Open
Description
Approved by @SalmanMohammadi. This issue's purpose is to determine which contrastive optimization methods should be added in torchtune and track methods that are implementing right now. For all of the methods, reference implementation exists. Here is the list of the methods (most methods are from A* alignment workshops) with their implementation state and some info about them (HF models trained with method, limitations, notes about actuality):
- DPO: Classic method, with which constrative methods are usually compared. Models: >6k, Status: Implemented DPO #645
- SimPO: Current SOTA method according to their paper. Models: ~252, Limitations: The most important limitation is performance drop on reasoning datasets. Method is actually lack of robustness for tasks where specific tokens are important. For instance,
2 + 2 = 5
is a bad result compared to2 + 2 = 4
. For the v0.2 version, it can't be normally used in cases where structured outputs are required, but it is actually a version where robustness to learning rate is maximized. See also general limitations. Status: Implemented, SimPO (Simple Preference Optimisation) #1223 - IPO: Basic log-ratio method; I am not sure of its actuality. Models: <180, Limitations: Are not really clear from the paper. See also general limitations. Status: Stale, remove ipo loss + small fixed #1615
- KTO: Kahneman-Tversky value function-based method, which looks really interesting and also was used for reasoning tasks. Models: ~531 Limitations: It is not a real limitation, but if your data is of enough quality, DPO will work better than this method. Status: Not implemented, issue Adding a KTO Optimizer #1793
- ORPO: Pretty popular and stable log-ratio method, which has actually worse performance than SimPO, same computational and memory efficiency, but it does not require SFT initialized model. Models: ~1220, Limitations: Problems with reasoning datasets (checked emperically). See also general limitations. Status: Not implemented.
- R-DPO: Really interesting, but non-trivial method, closest to SimPO by performance. Generally, it is a reward-model (incorporated in DPO loss) method with teacher/student distillation. Models: 29, Limitations: Are not really clear from the paper. It is fully robust to noise that might be generated while building synthetic. Also, it looks like it has better robustness to hyperparameters than log-ratio methods. The reward model might be counted as a potential limitation. Status: Not implemented.

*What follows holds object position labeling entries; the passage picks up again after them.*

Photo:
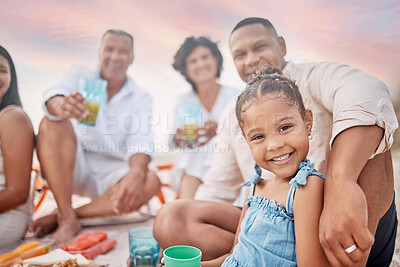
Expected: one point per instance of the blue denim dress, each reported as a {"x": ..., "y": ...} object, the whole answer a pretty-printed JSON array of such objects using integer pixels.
[{"x": 267, "y": 236}]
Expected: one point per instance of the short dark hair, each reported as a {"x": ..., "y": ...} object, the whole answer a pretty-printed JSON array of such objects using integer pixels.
[
  {"x": 187, "y": 48},
  {"x": 254, "y": 20},
  {"x": 118, "y": 32},
  {"x": 11, "y": 97},
  {"x": 269, "y": 81}
]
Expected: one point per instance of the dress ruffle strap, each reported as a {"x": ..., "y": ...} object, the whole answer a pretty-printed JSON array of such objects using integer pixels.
[{"x": 255, "y": 177}]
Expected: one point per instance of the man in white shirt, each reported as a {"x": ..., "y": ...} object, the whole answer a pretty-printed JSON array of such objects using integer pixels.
[
  {"x": 350, "y": 107},
  {"x": 107, "y": 162}
]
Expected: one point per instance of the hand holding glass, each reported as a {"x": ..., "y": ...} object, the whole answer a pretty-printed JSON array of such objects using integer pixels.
[
  {"x": 93, "y": 90},
  {"x": 143, "y": 248},
  {"x": 190, "y": 119}
]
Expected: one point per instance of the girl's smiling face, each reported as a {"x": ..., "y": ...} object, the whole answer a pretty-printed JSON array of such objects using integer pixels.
[
  {"x": 277, "y": 134},
  {"x": 5, "y": 76}
]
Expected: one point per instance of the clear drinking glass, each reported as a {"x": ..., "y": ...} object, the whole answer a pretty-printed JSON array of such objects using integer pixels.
[
  {"x": 93, "y": 90},
  {"x": 143, "y": 248}
]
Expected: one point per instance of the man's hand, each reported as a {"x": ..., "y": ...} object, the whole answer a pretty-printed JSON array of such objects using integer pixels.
[
  {"x": 71, "y": 106},
  {"x": 209, "y": 131},
  {"x": 344, "y": 222},
  {"x": 128, "y": 192}
]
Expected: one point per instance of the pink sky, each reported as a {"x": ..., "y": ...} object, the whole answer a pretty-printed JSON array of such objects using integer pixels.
[{"x": 46, "y": 37}]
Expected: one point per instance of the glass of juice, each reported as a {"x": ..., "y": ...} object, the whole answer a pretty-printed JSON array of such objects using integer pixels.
[
  {"x": 143, "y": 248},
  {"x": 190, "y": 119},
  {"x": 93, "y": 90}
]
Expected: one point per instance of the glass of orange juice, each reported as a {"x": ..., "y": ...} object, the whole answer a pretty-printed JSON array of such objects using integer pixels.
[
  {"x": 93, "y": 90},
  {"x": 190, "y": 119}
]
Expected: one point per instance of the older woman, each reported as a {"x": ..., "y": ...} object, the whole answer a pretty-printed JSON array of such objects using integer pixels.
[
  {"x": 200, "y": 62},
  {"x": 17, "y": 142}
]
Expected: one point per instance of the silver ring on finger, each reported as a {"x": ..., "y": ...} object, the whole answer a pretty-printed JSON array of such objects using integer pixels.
[{"x": 351, "y": 249}]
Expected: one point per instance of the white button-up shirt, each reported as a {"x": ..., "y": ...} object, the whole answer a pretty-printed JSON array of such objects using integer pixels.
[{"x": 123, "y": 125}]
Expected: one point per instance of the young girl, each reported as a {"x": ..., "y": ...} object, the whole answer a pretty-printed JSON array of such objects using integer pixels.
[{"x": 280, "y": 219}]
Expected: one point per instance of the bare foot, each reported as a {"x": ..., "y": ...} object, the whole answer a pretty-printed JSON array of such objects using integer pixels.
[
  {"x": 43, "y": 225},
  {"x": 67, "y": 228}
]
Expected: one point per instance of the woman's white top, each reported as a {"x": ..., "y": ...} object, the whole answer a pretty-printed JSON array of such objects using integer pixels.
[{"x": 196, "y": 161}]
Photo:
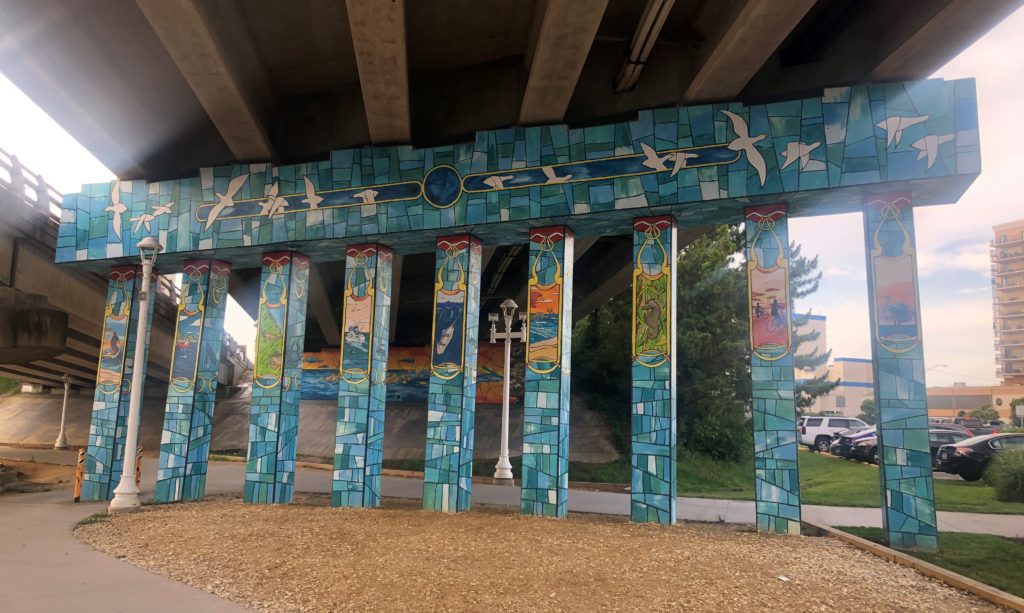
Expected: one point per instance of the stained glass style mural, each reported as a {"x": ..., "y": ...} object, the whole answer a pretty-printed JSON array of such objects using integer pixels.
[
  {"x": 363, "y": 377},
  {"x": 108, "y": 429},
  {"x": 776, "y": 477},
  {"x": 281, "y": 330},
  {"x": 904, "y": 457},
  {"x": 184, "y": 446},
  {"x": 546, "y": 397},
  {"x": 452, "y": 400},
  {"x": 653, "y": 402},
  {"x": 701, "y": 163}
]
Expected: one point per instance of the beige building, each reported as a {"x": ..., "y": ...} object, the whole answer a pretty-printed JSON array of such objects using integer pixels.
[{"x": 1008, "y": 301}]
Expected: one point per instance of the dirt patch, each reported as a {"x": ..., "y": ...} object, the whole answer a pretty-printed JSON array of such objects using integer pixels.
[
  {"x": 308, "y": 557},
  {"x": 18, "y": 477}
]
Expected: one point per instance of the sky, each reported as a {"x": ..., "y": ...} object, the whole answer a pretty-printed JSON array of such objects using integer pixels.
[{"x": 952, "y": 241}]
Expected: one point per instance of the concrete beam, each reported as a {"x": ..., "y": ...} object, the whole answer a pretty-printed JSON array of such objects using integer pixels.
[
  {"x": 953, "y": 29},
  {"x": 737, "y": 49},
  {"x": 379, "y": 39},
  {"x": 321, "y": 309},
  {"x": 210, "y": 44},
  {"x": 557, "y": 53}
]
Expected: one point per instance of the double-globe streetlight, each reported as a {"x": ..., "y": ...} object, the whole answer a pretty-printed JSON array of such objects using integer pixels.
[
  {"x": 503, "y": 470},
  {"x": 126, "y": 494}
]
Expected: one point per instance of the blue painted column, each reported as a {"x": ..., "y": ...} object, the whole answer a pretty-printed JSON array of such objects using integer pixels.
[
  {"x": 546, "y": 398},
  {"x": 898, "y": 357},
  {"x": 358, "y": 449},
  {"x": 104, "y": 455},
  {"x": 770, "y": 307},
  {"x": 653, "y": 400},
  {"x": 448, "y": 475},
  {"x": 273, "y": 420},
  {"x": 184, "y": 446}
]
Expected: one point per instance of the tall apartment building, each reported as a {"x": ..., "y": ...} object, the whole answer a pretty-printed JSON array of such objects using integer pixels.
[{"x": 1008, "y": 301}]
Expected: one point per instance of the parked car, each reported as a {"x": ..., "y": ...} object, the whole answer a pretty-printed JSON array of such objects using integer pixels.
[
  {"x": 866, "y": 449},
  {"x": 844, "y": 442},
  {"x": 816, "y": 432},
  {"x": 970, "y": 457}
]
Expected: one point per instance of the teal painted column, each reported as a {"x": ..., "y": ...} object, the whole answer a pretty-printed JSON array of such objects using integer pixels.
[
  {"x": 184, "y": 446},
  {"x": 776, "y": 476},
  {"x": 448, "y": 475},
  {"x": 898, "y": 360},
  {"x": 653, "y": 348},
  {"x": 546, "y": 398},
  {"x": 273, "y": 420},
  {"x": 104, "y": 454},
  {"x": 358, "y": 449}
]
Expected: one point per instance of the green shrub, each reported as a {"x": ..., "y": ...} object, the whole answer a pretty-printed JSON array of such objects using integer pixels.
[{"x": 1006, "y": 474}]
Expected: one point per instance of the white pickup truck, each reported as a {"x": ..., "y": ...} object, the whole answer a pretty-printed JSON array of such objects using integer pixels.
[{"x": 816, "y": 432}]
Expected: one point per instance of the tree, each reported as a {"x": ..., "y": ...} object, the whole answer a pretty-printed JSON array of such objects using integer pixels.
[
  {"x": 804, "y": 280},
  {"x": 868, "y": 412},
  {"x": 985, "y": 413}
]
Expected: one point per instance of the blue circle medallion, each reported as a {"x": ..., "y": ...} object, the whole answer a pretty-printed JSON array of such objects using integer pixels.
[{"x": 442, "y": 186}]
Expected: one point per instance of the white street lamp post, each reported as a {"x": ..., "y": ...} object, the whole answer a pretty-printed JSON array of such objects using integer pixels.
[
  {"x": 503, "y": 470},
  {"x": 61, "y": 442},
  {"x": 126, "y": 494}
]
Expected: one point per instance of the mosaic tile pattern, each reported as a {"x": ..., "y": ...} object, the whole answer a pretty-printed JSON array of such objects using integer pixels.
[
  {"x": 358, "y": 449},
  {"x": 904, "y": 457},
  {"x": 775, "y": 470},
  {"x": 273, "y": 421},
  {"x": 546, "y": 394},
  {"x": 702, "y": 164},
  {"x": 653, "y": 366},
  {"x": 452, "y": 397},
  {"x": 104, "y": 454},
  {"x": 184, "y": 445}
]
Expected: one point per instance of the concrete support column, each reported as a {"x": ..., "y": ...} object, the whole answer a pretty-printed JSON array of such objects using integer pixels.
[
  {"x": 104, "y": 455},
  {"x": 653, "y": 400},
  {"x": 273, "y": 421},
  {"x": 448, "y": 475},
  {"x": 366, "y": 316},
  {"x": 770, "y": 308},
  {"x": 546, "y": 403},
  {"x": 184, "y": 446},
  {"x": 898, "y": 359}
]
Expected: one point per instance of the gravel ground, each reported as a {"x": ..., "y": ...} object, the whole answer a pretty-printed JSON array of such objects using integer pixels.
[{"x": 308, "y": 557}]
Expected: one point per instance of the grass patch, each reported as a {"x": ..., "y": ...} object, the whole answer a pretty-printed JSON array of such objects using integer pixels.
[
  {"x": 95, "y": 518},
  {"x": 992, "y": 560}
]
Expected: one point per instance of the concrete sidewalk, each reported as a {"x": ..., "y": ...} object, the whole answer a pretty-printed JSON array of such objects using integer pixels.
[{"x": 228, "y": 478}]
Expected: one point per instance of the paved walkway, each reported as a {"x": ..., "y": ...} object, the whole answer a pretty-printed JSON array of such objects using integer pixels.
[{"x": 44, "y": 568}]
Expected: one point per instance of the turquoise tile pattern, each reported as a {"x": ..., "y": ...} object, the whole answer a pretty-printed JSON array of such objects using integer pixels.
[
  {"x": 776, "y": 477},
  {"x": 108, "y": 428},
  {"x": 184, "y": 445},
  {"x": 273, "y": 420},
  {"x": 448, "y": 476},
  {"x": 653, "y": 366},
  {"x": 904, "y": 457},
  {"x": 702, "y": 164},
  {"x": 358, "y": 450},
  {"x": 546, "y": 385}
]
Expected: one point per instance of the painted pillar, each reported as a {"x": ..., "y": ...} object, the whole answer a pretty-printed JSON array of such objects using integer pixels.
[
  {"x": 653, "y": 401},
  {"x": 199, "y": 333},
  {"x": 898, "y": 360},
  {"x": 366, "y": 314},
  {"x": 104, "y": 455},
  {"x": 546, "y": 403},
  {"x": 273, "y": 420},
  {"x": 448, "y": 475},
  {"x": 775, "y": 472}
]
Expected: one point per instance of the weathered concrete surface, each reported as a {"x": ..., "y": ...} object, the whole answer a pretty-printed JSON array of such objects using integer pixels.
[
  {"x": 30, "y": 329},
  {"x": 29, "y": 419}
]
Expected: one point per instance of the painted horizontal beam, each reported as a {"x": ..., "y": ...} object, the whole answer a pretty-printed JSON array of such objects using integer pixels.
[{"x": 701, "y": 164}]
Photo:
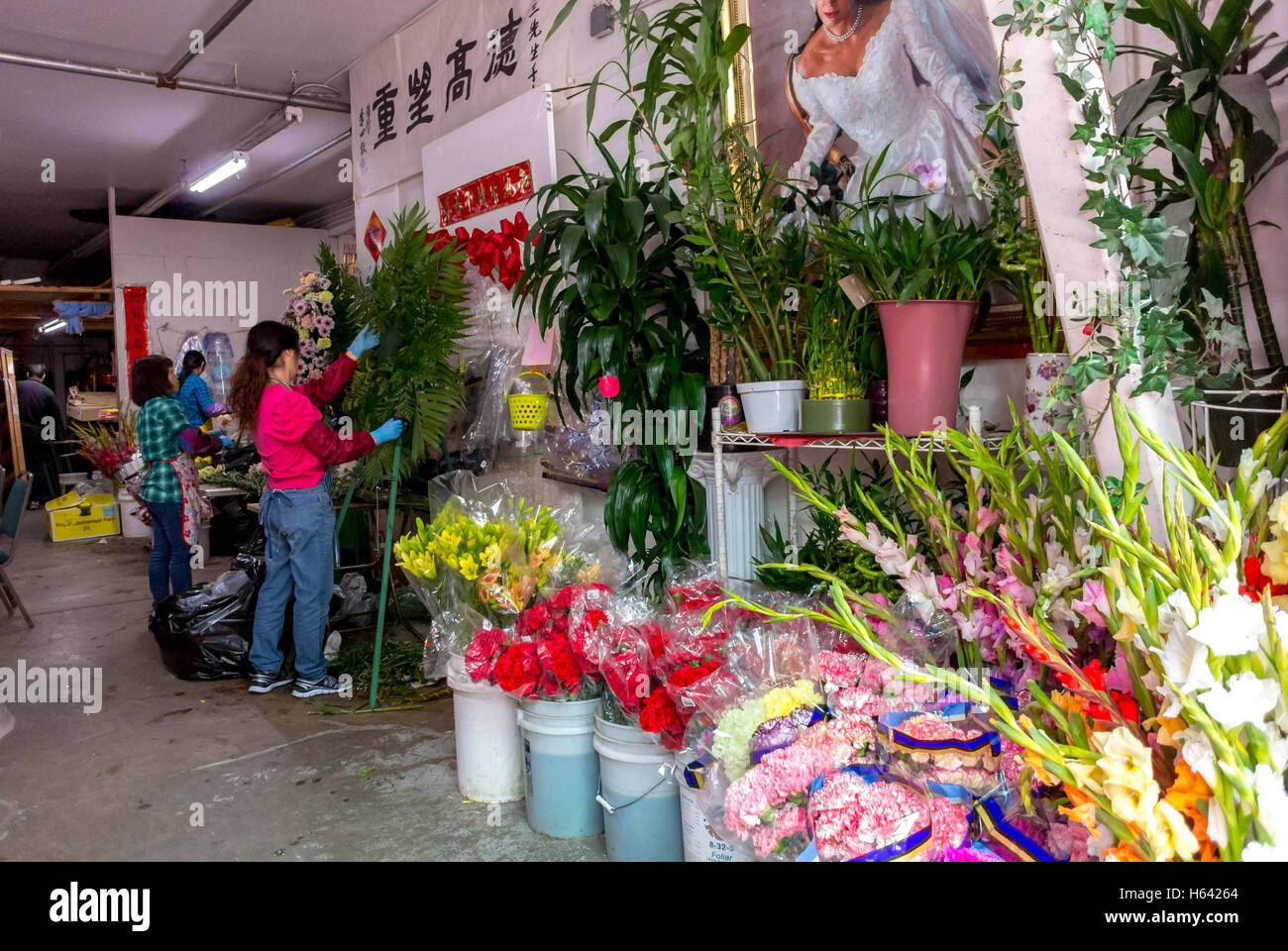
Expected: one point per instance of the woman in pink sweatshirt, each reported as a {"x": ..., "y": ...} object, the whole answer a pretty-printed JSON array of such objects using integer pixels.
[{"x": 296, "y": 448}]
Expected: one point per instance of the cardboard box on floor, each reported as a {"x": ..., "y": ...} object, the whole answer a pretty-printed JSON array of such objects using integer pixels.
[{"x": 69, "y": 517}]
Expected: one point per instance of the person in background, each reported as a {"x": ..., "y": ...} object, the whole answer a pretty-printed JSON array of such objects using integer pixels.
[
  {"x": 42, "y": 423},
  {"x": 194, "y": 393},
  {"x": 168, "y": 483},
  {"x": 296, "y": 448}
]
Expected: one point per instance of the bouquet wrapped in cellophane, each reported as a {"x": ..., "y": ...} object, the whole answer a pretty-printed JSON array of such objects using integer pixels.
[{"x": 489, "y": 555}]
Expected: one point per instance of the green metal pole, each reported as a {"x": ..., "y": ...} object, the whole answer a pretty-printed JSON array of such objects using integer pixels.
[{"x": 384, "y": 574}]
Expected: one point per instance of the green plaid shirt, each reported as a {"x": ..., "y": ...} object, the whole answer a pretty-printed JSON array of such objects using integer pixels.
[{"x": 160, "y": 423}]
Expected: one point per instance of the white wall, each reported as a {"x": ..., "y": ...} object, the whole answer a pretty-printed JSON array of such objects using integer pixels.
[{"x": 146, "y": 251}]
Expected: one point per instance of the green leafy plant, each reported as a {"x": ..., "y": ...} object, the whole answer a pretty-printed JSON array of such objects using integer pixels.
[
  {"x": 836, "y": 333},
  {"x": 1147, "y": 341},
  {"x": 344, "y": 289},
  {"x": 907, "y": 258},
  {"x": 824, "y": 547},
  {"x": 752, "y": 266},
  {"x": 1022, "y": 268},
  {"x": 604, "y": 262},
  {"x": 627, "y": 313},
  {"x": 416, "y": 299},
  {"x": 1202, "y": 98}
]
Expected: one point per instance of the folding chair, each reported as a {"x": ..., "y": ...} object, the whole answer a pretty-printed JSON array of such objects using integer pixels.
[{"x": 14, "y": 508}]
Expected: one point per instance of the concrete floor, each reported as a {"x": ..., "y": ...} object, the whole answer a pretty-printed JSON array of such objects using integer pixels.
[{"x": 271, "y": 780}]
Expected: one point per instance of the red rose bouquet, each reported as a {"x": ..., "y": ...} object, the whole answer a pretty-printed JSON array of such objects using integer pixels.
[{"x": 537, "y": 660}]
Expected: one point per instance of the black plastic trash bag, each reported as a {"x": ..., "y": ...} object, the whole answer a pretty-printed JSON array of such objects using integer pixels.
[{"x": 205, "y": 633}]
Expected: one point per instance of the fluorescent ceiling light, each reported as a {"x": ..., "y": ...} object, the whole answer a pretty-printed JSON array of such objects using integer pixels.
[{"x": 232, "y": 165}]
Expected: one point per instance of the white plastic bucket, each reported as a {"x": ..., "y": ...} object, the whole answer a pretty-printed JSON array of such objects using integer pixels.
[
  {"x": 488, "y": 746},
  {"x": 638, "y": 793},
  {"x": 773, "y": 406},
  {"x": 702, "y": 843},
  {"x": 561, "y": 770}
]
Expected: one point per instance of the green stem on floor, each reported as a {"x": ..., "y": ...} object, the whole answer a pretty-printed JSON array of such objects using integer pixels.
[{"x": 384, "y": 573}]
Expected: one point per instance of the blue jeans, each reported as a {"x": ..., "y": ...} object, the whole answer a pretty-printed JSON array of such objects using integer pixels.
[
  {"x": 299, "y": 555},
  {"x": 168, "y": 565}
]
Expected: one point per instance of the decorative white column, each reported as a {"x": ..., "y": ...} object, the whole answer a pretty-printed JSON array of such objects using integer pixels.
[{"x": 745, "y": 476}]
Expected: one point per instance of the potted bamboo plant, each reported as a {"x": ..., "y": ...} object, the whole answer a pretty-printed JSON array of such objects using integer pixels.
[
  {"x": 755, "y": 270},
  {"x": 838, "y": 339},
  {"x": 927, "y": 274}
]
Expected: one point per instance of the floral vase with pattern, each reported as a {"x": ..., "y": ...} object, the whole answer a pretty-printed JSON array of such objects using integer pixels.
[{"x": 1043, "y": 409}]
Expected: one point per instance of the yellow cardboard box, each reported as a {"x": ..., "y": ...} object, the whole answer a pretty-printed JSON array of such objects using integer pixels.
[{"x": 71, "y": 517}]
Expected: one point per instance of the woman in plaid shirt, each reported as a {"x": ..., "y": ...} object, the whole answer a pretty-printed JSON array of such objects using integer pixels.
[{"x": 168, "y": 484}]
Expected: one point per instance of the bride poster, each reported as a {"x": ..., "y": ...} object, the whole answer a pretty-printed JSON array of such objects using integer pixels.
[{"x": 848, "y": 77}]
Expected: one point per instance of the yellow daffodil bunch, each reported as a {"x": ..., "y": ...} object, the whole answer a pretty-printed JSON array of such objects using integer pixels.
[{"x": 502, "y": 561}]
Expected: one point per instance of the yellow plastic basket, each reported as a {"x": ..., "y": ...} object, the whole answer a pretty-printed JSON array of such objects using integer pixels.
[{"x": 528, "y": 410}]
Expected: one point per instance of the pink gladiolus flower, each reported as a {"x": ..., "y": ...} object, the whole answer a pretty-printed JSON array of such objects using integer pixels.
[{"x": 1093, "y": 604}]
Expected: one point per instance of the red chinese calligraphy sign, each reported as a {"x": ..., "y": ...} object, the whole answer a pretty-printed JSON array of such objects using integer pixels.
[
  {"x": 374, "y": 239},
  {"x": 136, "y": 324},
  {"x": 487, "y": 193}
]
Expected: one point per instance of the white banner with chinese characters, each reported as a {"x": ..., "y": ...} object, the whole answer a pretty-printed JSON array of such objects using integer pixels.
[{"x": 459, "y": 62}]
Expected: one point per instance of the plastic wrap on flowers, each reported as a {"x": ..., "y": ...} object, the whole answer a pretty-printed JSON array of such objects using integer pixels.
[
  {"x": 947, "y": 745},
  {"x": 733, "y": 736},
  {"x": 1008, "y": 832},
  {"x": 487, "y": 548},
  {"x": 858, "y": 684},
  {"x": 919, "y": 632}
]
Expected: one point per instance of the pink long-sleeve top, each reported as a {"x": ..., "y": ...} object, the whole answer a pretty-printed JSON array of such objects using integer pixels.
[{"x": 294, "y": 441}]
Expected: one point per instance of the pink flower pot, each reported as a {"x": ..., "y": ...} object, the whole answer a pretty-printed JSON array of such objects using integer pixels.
[{"x": 925, "y": 341}]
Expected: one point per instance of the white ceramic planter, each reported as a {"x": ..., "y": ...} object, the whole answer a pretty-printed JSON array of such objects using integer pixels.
[{"x": 773, "y": 406}]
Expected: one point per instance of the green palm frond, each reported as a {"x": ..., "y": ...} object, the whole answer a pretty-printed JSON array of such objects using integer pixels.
[{"x": 416, "y": 300}]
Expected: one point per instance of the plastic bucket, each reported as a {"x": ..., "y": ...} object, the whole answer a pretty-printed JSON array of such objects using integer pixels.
[
  {"x": 488, "y": 746},
  {"x": 638, "y": 793},
  {"x": 561, "y": 770},
  {"x": 702, "y": 842}
]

- CPO: Was actually designed for translation tasks, log-ratio method; not sure about its actuality. Models: <120, Limitations: Probably pretty similar to other log-ratio methods' limitations. See also: General limitations. Status: Not implemented, Implement CPO (Contrastive Preference Optimization) #1290
- SMPO: Generally, it is the newest method, which by some experiments beats SimPO. There is an official implementation, but no published paper or pre-print, so we will wait for it. Limitations: See also: General limitations. Status: Not implemented,
General limitations:
For all log-ratio methods, it is obviously robustness to hyperparameters, especially the most critical, learning rate. Accurate transcription of them from the original paper is crucial to having good results.